Generating the generator

Thus I fell back on old habits, and began writing what I thought would be a short routine to write a moderately long regular expression. Because I had used Perl for this in the past, and because Perl is interpreted (and thus an easy language with which to perform rapid cycles of tweak-and-test), I wrote this program in Perl. This, I now believe, was a mistake.

The immediate output of the program was to be a regular expression — that is, a string — which I imagined I would generate once (after building and debugging the generation routine) and copy into an appropriate schema. Thus a string manipulation language like Perl seemed appropriate. However, in my zeal I forgot a universal truth about writing programs, even simple ones: they need to be tested and debugged, repeatedly and thoroughly. In this case each round of testing required that the string be copied from standard output into a schema against which some test data could be validated. (Remember that I could not use Perl to directly test the regular expression against test data, because I was not generating a Perl-flavored regular expression, but rather an W3C-flavored regular expression.) Thus in order to save time, it made sense for the program to either insert the regular expression into the test schema for me, or to write a complete test schema (that includes the regular expression) anew each time it was run. While the former technique is perhaps more desirable from a point of view of separation of concerns, the latter is much easier to write and is preferable insofar as it keeps all the concerns (as it were) in one file.

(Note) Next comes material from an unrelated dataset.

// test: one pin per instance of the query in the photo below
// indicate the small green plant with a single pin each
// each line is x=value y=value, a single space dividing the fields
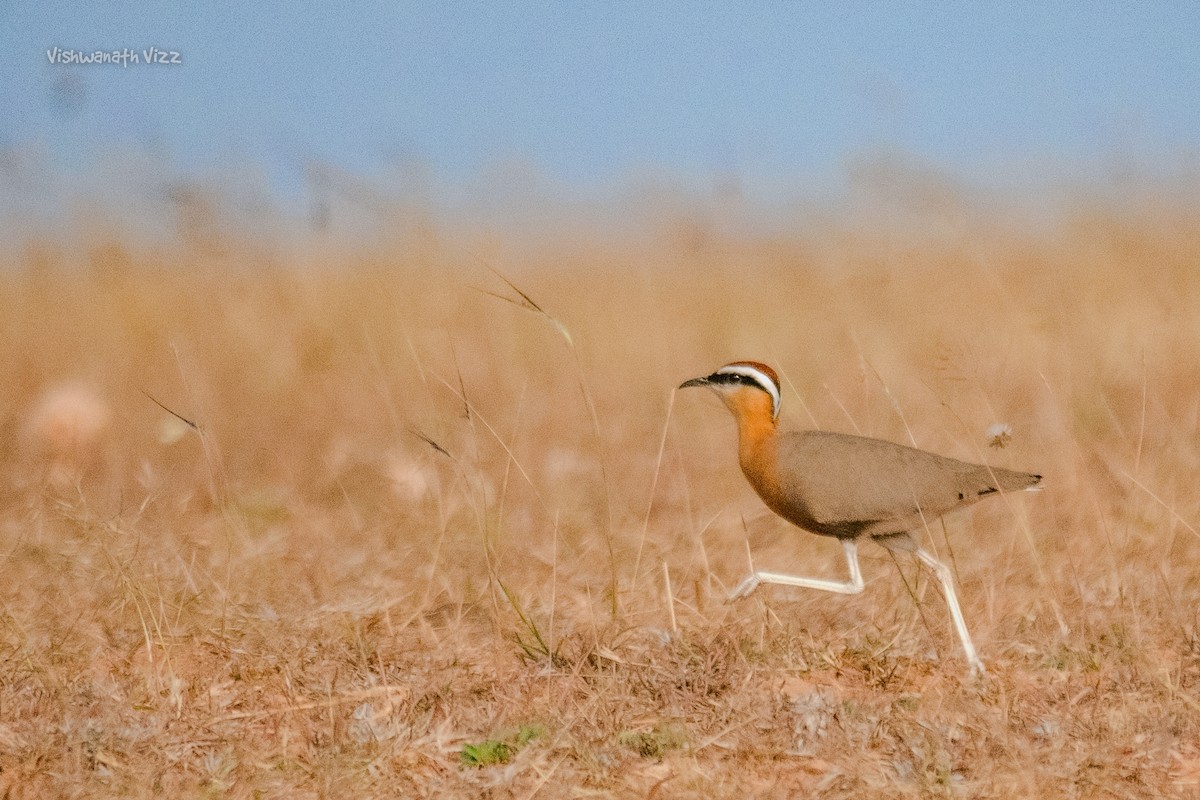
x=501 y=747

My preferred schema languages are RELAX NG and ISO Schematron,[38] either of which can be used to test the value of tei:rendition/@selector against a W3C-flavored regular expression. Thus I soon modified the generation program so that instead of writing just a regular expression to standard output, it wrote a small, but complete RELAX NG schema or a small, but complete, XSLT program, either of which was designed to test only the value of selector against the (current version of) the generated regular expression.

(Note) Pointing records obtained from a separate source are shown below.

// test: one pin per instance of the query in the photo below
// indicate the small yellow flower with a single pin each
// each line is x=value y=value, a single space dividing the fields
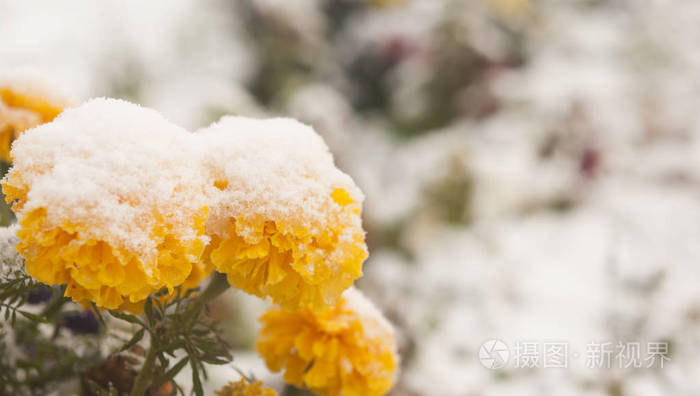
x=243 y=388
x=285 y=221
x=346 y=350
x=105 y=208
x=24 y=105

The reason for generating XSLT output instead of ISO Schematron output was purely pragmatic. The Schematron processor I use works by converting the Schematron to an XSLT intermediate (using XSLT), and then transforming the test document using the intermediate XSLT. By writing XSLT directly from the generation program, I could save a conversion step during each test and still use the same engine to execute the regular expression.

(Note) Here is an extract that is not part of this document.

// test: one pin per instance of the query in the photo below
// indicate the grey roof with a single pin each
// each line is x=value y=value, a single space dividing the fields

Details about the design of the output RELAX NG schema and XSLT program follow. But their mere existence explains why my use of Perl was a mistake. Both of the desired output formats were XML, and for me XSLT is the best language to use for generating XML as output.[39] (Even those who do not think of XSLT as the best language for writing XML will admit that it is far better than Perl.)



[38] That is, my preferred schema languages other than TEI PureODD.

[39] I believe it is very advantageous to use a language, like XSLT, that outputs a tree in serial format as XML — rather than as a sequence of characters, some of which are pointy brackets — and thus cannot make most well-formedness errors. Without such a language, simple well-formedness errors creep in constantly. Even in the 297 XML files that make up the XML version of the W3C CSS3 Selectors Test Suite Index, which look to me like they are generated by a program, I found four files with one well-formedness error each. (<br> without an end-tag in all four cases).